Failure to Accurately Document and Implement DNR Order
Penalty
Summary
A deficiency was identified when the facility failed to ensure consistent implementation and documentation of a Do Not Resuscitate (DNR) order for a resident with dementia and a malignant neoplasm of the prostate. The resident, who had moderate cognitive impairment as indicated by a BIMS score of 12, had a DNR order signed by both the resident and their physician. However, the electronic medical record (EMR) demographic page incorrectly listed the resident as "Full code," meaning cardiopulmonary resuscitation (CPR) would be performed in the event of cardiac arrest. During interviews, both a nurse and a social worker reviewed the resident's EMR and initially reported the resident as "Full code." It was only after further review that the social worker discovered the signed DNR order in the record and acknowledged the discrepancy. The social worker was unaware of how the error occurred and indicated the need for correction to reflect the resident's actual wishes as documented in the DNR order. Facility policy requires that a fully executed DNR form be uploaded into the resident's electronic health record and that the physician's order for DNR be entered so the code status is accurately displayed in the chart header and face sheet. In this case, despite the presence of a valid DNR order, the resident's code status was not accurately reflected in the EMR, leading to confusion among staff regarding the resident's end-of-life care preferences.
Plan Of Correction
578 Request/Refuse/Discontinue treatment; Formulate Adv Dir It is the practice of the facility to ensure the resident right to request, refuse and/or discontinue treatment, to participate in or refuse to participate in experimental research and to formulate an advance directive.

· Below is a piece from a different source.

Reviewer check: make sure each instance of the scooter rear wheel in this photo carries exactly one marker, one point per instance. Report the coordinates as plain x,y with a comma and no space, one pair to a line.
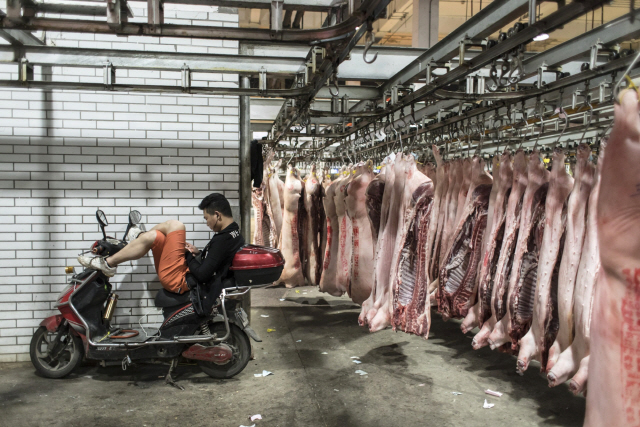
242,353
66,361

Element 1 Resident 408 remains in the facility and has been unharmed by the deficient practice. The resident's code status order has been corrected to DNR (do not resuscitate). Element 2 Residents residing in the facility who have signed a DNR are at risk. An audit was completed by the DON/designee of all residents with a signed DNR to ensure their physician order and demographics page match. The plan of care has been reviewed and updated by the interdisciplinary team. Element 3 The interdisciplinary team reviewed the advanced directive policy and deemed it appropriate for use as written. The licensed nursing staff and social work staff were educated on the policy. Element 4 The administrator/designee will audit all new admits/readmits to ensure appropriate advance directives orders and documentation is in place weekly x4 and monthly x3. Element 5 The administrator/designee holds the ultimate responsibility of compliance: date of compliance May 6, 2025.